Qantas is beloved for many reasons — the sterling safety record chief among them, but Perry’s in-flight menu is high up on the list. From the seminal steak sandwich, which has been on the First Class menu for longer than any other dish (an attempt to take it off in 2009 was met with strongly worded letters), to the salt and pepper squid, these are dishes that evoke ‘home’ before you’re even there.
The year 2020 might go down in history as the toughest on record for both the aviation and hospitality industries, an exacta that’s not lost on Perry or Qantas which was gearing up for a year full of celebrations — 2020 marks the carrier’s centenary. But not even a global pandemic could halt the celebrations, which relocated from the air to the ground. Nor could it keep Perry out of Qantas’ test kitchen, where he’s been busy planning exciting new meals, including some that are set to showcase native Australian ingredients.
“At Qantas, we really feel the responsibility to be the kind of showcase, if you like, or shopfront for Australian produce. I think it’s become very important for us, as Australians, to recognise the incredible culinary history we have — 65,000 plus years of Aboriginal culture, and knowledge.
“We’re looking more and more at trying to integrate that into our offering. The thing about native ingredients in Australia, it’s got to be about using them in a very sensible fashion that’s not cliche — it’s important that we recognise the culinary value of it, and we’re very much in tune with the culinary history we have.”
As for how retirement is treating Perry, well, he’s not yet felt the difference. “I’m doing a lot with Qantas, it’s all starting back up. And I’m still training the [Rockpool] guys, and doing about 25-30 hours a week in the charity. So yes, I’m not quite sure about this whole retirement thing, it hasn’t really come to fruition,” he laughs.
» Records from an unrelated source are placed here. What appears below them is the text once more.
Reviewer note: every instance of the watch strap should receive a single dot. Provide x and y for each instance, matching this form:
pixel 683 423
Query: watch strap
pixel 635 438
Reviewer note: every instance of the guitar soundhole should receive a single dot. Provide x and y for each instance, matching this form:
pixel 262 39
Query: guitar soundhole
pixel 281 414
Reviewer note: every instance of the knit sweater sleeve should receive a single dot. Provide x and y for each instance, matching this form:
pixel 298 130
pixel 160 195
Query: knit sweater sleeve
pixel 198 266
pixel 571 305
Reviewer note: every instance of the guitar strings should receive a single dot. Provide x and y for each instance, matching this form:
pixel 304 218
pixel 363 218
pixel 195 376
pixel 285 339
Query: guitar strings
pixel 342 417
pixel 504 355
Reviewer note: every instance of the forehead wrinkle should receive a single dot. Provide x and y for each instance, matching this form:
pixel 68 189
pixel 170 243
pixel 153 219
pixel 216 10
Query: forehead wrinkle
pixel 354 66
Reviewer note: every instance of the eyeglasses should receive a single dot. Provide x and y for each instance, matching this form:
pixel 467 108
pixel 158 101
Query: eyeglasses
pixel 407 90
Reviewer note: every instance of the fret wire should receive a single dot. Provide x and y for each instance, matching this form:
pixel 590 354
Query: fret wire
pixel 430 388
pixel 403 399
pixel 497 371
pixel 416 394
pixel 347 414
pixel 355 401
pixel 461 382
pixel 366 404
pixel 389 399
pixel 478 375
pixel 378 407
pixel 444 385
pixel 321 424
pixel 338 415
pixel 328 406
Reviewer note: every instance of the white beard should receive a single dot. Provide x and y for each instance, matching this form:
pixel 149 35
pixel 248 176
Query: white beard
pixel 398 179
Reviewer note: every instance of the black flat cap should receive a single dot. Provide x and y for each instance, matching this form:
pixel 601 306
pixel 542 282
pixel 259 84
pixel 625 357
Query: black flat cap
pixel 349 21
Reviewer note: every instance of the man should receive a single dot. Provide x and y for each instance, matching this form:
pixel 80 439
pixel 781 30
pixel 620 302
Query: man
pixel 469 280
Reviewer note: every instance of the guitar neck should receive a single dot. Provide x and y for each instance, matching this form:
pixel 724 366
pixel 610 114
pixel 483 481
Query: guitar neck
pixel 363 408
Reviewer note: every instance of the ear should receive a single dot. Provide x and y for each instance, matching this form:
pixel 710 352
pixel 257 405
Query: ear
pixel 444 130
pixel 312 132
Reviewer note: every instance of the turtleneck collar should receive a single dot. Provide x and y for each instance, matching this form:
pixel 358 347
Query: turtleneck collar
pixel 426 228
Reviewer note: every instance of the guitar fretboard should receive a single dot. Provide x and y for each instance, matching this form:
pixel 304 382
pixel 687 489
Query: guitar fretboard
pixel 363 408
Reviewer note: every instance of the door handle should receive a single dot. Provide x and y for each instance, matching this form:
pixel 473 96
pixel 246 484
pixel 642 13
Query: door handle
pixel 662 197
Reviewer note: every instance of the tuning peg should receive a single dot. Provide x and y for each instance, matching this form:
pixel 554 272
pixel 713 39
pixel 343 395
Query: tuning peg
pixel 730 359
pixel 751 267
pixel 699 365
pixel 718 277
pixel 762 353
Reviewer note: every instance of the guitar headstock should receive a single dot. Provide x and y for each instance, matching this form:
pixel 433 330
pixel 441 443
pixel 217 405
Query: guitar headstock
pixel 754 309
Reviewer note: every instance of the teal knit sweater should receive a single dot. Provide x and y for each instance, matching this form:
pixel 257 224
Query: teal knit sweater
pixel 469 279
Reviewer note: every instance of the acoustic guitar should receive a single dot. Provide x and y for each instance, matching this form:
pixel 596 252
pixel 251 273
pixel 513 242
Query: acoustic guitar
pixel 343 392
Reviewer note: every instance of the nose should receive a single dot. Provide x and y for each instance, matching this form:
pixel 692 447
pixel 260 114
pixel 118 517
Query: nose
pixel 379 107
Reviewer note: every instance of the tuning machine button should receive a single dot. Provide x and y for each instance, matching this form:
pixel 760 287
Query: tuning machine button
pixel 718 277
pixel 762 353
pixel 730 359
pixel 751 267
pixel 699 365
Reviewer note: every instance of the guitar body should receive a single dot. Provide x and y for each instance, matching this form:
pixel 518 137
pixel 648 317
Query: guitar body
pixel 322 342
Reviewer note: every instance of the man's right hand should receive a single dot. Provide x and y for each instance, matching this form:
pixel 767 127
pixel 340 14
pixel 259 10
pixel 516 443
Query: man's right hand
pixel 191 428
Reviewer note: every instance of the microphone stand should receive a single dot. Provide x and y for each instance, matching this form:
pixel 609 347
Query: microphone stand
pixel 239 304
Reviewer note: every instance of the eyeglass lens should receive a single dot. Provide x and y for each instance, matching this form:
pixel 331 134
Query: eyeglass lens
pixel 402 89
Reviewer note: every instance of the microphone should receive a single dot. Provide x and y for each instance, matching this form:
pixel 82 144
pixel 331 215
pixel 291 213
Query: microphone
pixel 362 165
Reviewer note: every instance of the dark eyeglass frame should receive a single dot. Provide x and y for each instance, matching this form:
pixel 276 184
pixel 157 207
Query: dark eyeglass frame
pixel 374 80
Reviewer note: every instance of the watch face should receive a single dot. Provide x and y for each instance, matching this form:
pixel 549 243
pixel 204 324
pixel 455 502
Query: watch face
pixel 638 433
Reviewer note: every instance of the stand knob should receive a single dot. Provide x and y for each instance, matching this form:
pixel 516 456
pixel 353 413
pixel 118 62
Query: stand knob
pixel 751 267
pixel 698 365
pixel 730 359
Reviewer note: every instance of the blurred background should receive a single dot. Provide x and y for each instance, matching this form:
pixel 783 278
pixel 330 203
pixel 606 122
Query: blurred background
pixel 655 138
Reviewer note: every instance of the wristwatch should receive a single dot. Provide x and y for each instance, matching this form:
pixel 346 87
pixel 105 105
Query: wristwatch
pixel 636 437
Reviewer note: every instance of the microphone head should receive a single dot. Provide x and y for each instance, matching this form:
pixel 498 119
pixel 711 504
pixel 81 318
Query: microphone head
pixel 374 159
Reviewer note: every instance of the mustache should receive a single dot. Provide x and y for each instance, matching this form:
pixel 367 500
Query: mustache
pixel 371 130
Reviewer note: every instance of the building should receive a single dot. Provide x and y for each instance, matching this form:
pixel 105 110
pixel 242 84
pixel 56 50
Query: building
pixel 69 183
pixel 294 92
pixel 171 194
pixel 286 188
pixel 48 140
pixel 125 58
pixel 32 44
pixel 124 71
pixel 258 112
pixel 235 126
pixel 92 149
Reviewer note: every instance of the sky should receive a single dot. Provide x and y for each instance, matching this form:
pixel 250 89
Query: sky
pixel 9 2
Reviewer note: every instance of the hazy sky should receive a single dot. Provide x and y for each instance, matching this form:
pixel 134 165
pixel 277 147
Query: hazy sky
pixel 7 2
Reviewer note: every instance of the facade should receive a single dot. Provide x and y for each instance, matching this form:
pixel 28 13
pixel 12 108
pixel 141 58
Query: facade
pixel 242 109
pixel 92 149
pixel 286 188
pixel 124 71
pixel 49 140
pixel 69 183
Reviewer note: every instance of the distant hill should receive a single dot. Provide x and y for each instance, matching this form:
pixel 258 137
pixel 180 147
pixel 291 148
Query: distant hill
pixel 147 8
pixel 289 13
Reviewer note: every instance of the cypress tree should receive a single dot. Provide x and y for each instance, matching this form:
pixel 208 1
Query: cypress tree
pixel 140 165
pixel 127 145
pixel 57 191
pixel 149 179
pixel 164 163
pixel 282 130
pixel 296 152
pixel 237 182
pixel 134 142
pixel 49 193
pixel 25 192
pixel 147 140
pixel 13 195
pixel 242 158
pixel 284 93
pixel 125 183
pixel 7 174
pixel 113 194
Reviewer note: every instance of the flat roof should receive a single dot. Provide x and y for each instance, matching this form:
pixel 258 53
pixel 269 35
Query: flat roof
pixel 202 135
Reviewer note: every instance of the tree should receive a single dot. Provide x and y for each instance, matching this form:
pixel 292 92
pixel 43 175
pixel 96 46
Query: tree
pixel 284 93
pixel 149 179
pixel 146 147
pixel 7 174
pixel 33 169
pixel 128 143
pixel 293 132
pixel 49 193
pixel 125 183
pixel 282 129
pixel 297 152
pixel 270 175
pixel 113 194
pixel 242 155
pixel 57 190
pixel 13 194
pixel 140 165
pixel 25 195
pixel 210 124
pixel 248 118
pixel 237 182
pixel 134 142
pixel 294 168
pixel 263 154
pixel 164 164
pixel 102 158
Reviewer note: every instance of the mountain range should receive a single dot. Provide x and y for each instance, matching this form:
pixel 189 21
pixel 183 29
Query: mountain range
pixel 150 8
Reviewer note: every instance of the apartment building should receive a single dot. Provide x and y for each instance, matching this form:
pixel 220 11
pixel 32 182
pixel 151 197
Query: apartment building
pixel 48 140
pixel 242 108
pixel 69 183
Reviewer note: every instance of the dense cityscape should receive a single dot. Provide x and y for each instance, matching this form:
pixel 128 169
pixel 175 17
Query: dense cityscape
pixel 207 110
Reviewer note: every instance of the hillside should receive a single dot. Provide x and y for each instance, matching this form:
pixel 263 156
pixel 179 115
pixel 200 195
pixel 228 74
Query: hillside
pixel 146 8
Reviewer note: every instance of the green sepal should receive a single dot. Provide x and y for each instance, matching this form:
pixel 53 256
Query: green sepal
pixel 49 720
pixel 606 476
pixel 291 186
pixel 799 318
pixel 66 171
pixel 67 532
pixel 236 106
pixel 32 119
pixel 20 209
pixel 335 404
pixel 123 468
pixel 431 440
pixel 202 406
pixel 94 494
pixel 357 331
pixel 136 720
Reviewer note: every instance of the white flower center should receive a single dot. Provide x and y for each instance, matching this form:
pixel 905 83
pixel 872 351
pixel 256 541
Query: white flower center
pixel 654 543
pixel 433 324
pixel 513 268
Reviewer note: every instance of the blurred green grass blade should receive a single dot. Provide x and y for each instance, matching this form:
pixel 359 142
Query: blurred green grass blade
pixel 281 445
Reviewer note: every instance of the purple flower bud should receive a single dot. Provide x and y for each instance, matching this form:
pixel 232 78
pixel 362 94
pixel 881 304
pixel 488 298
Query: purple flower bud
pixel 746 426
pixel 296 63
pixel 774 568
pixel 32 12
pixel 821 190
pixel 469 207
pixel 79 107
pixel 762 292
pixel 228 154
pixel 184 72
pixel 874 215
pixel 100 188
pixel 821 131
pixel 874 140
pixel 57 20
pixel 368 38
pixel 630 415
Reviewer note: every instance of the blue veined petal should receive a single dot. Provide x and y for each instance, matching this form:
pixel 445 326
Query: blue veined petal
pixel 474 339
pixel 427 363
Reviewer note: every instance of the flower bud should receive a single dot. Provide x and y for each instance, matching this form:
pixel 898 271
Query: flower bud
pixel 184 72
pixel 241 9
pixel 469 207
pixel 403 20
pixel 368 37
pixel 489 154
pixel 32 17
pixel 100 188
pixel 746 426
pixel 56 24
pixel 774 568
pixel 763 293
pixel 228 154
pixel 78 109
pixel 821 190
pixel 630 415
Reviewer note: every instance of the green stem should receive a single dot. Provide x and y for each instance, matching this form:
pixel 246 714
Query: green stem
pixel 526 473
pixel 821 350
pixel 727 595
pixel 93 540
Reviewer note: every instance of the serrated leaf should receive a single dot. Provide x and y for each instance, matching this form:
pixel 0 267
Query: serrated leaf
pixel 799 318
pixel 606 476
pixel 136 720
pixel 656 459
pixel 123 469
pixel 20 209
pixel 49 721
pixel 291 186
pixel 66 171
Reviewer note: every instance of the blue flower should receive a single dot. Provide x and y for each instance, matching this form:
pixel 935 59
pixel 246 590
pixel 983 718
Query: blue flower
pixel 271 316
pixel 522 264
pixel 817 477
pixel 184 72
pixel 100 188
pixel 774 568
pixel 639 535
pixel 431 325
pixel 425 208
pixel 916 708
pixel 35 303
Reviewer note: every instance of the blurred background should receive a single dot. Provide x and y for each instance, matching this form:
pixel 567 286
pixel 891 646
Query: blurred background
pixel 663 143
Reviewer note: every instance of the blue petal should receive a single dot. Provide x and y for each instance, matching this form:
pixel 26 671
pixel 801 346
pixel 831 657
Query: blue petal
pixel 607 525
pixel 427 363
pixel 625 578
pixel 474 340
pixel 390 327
So long as we can continue to taste his food, whether it’s in the air, in one of Qantas’ first or business class lounges or on the ground, should he choose to pick up the apron again, we’re not about to be the ones to tell Perry to slow down.
4 of Perry’s most iconic
The chef reminisces on the most memorable dishes to have hit the Qantas menus during his 23 years.
1. Italian-style Zucchini Soup. “So simple but people love it,” says Perry, adding it’s the “most asked for recipe.”
2. First Class Steak Sandwich. “It can’t be taken off,” he chuckles. As for why? “It’s pure simplicity and sophistication [and] it must be served with a good glass of red.”
3. The lounge Chicken Club Sandwich. Those who have surrendered to this after a long day will know it needs no explanation. Perry agrees, claiming it’s “simply the best club in the world.”
4. Garam Masala – Coconut Braised Fish with Noodles. “This was one of the great signature dishes at Rockpool, at its height of being on the Top 50 Restaurants in the World,” says Perry. “It translates to in-flight so well. I think it’s mine and Alan [Joyce’s] favourite dish.”